Apesar disso, são culturas que podem ser relevantes para a rotação dos cereais, aumentando a rentabilidade em cada hectare. A produção nacional representa 14% das necessidades do mercado interno.
Produção de sementes aumenta
A semente certificada tem uma utilização tendencialmente crescente em Portugal devido à aposta de outras fileiras em produtos de maior qualidade e que respondam aos requisitos das respetivas indústrias. Um exemplo identificado: a produção de semente de girassol aumentou bastante nos últimos dois anos devido ao investimento dos players mundiais, Syngenta e Pioneer. A percentagem de semente certificada na produção de trigo em Portugal é de 20%, enquanto em França este número é de 35/40%. Nesta cadeia de valor os produtores assumem o papel de multiplicadores de sementes, sendo essencial o papel dos produtores na concentração e comercialização.
Existe ainda o potencial de aumento das exportações de certos perfis de sementes, aquelas em que, pelas suas condições climáticas, Portugal é distintivo.

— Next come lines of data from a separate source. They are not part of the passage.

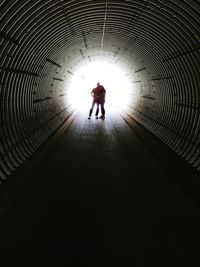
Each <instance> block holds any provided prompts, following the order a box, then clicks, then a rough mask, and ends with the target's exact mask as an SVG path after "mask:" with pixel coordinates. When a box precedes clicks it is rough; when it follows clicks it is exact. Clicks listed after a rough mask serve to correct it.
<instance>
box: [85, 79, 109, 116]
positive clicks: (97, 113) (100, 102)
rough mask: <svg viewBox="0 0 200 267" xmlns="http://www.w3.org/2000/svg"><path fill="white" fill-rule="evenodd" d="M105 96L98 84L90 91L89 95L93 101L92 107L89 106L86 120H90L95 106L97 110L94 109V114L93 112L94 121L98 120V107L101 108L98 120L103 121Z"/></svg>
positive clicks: (98, 108)
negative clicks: (94, 114)
mask: <svg viewBox="0 0 200 267" xmlns="http://www.w3.org/2000/svg"><path fill="white" fill-rule="evenodd" d="M105 94H106V90H105V88H104V87H103V85H100V83H97V87H95V88H94V89H93V90H92V91H91V95H92V97H93V101H92V106H91V108H90V111H89V117H88V119H90V118H91V116H92V112H93V108H94V105H95V104H96V105H97V109H96V112H95V116H96V119H98V114H99V105H100V107H101V116H100V119H105V108H104V103H105Z"/></svg>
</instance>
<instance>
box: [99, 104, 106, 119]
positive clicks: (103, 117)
mask: <svg viewBox="0 0 200 267" xmlns="http://www.w3.org/2000/svg"><path fill="white" fill-rule="evenodd" d="M100 118H101V119H104V118H105V108H104V103H101V117H100Z"/></svg>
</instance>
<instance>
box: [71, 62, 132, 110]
mask: <svg viewBox="0 0 200 267" xmlns="http://www.w3.org/2000/svg"><path fill="white" fill-rule="evenodd" d="M97 82H100V84H102V85H103V86H104V88H105V89H106V102H105V107H106V108H107V109H108V107H110V108H113V107H122V108H123V107H125V106H126V105H127V104H128V102H129V101H130V90H131V81H130V78H128V76H127V75H126V74H125V73H124V72H123V70H122V69H120V68H119V67H117V66H116V65H114V64H110V63H107V62H103V61H95V62H93V63H90V64H87V65H85V66H83V67H81V68H79V69H78V70H77V71H76V73H74V75H73V79H72V81H71V84H70V87H69V91H68V101H69V102H70V104H71V105H72V106H73V107H74V108H76V109H78V110H80V111H81V110H88V109H89V107H90V105H91V103H92V97H91V94H90V93H91V90H92V89H93V88H94V87H96V85H97Z"/></svg>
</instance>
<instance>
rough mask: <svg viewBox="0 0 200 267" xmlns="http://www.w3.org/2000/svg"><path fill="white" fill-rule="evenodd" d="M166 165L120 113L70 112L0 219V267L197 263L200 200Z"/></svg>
mask: <svg viewBox="0 0 200 267" xmlns="http://www.w3.org/2000/svg"><path fill="white" fill-rule="evenodd" d="M158 154H159V153H158ZM164 164H165V168H163V166H164ZM167 166H168V162H167V161H166V160H165V163H162V164H160V159H159V157H155V154H154V155H153V154H152V151H151V150H150V149H149V147H147V146H146V145H145V144H144V143H143V142H142V141H141V139H140V138H138V135H137V134H136V132H134V130H133V129H132V130H131V129H130V128H129V127H128V125H127V124H126V123H125V122H124V120H123V119H122V118H121V117H120V115H117V114H112V113H110V114H107V118H106V120H105V121H102V120H95V119H94V118H93V119H92V120H91V121H89V120H87V116H86V114H83V115H80V116H78V117H77V118H75V120H74V121H73V122H72V124H71V125H70V127H69V129H68V130H67V131H65V132H64V134H63V135H62V137H61V138H60V139H59V141H58V142H57V143H56V145H55V146H53V148H52V149H51V151H50V152H49V153H48V156H47V157H46V158H45V160H44V161H43V162H42V165H41V166H40V168H39V169H38V170H36V171H35V172H34V174H33V175H32V178H31V179H30V181H29V182H28V183H27V184H26V186H25V188H24V190H23V191H22V192H21V193H20V195H19V197H18V198H17V199H16V201H15V203H14V204H13V205H12V207H10V209H9V210H8V211H7V213H6V214H5V216H4V218H3V220H2V221H1V225H0V264H1V267H7V266H9V267H11V266H12V267H15V266H27V267H30V266H31V267H32V266H34V267H40V266H45V267H46V266H58V267H59V266H88V267H89V266H123V267H128V266H136V267H149V266H154V267H155V266H159V267H163V266H170V267H173V266H200V206H199V203H198V201H197V200H196V199H195V198H194V197H193V196H192V194H190V193H188V191H187V190H185V189H184V187H183V186H182V185H179V183H177V182H176V181H174V180H173V179H172V177H171V176H170V174H169V172H167V171H166V170H167V169H168V168H167ZM191 179H192V176H191Z"/></svg>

A produção nacional de semente certificada representa cerca de 18% das necessidades do mercado interno.
Como valorizar a produção?
O estudo apresenta seis pilares para a valorização da produção: o aumento da produção; a rentabilização das áreas cultivadas (com substituição de culturas de baixo valor por culturas de maior valor acrescentado e introdução de culturas de rotação que tragam rentabilidade adicional); o aumento da colaboração nas cadeias de valor, com mais proximidade entre produção e indústria; melhor organização, gestão e planeamento da produção (com maior profissionalização do planeamento e gestão) e finalmente partilha de conhecimento, informação e boas práticas.
Nas oportunidades de aumento de valor, o estudo avança três tipos de estratégias recomendadas: explorar novas áreas semeadas, substituir culturas de menor valor acrescentado e apostar em rotação com culturas de maior rentabilidade.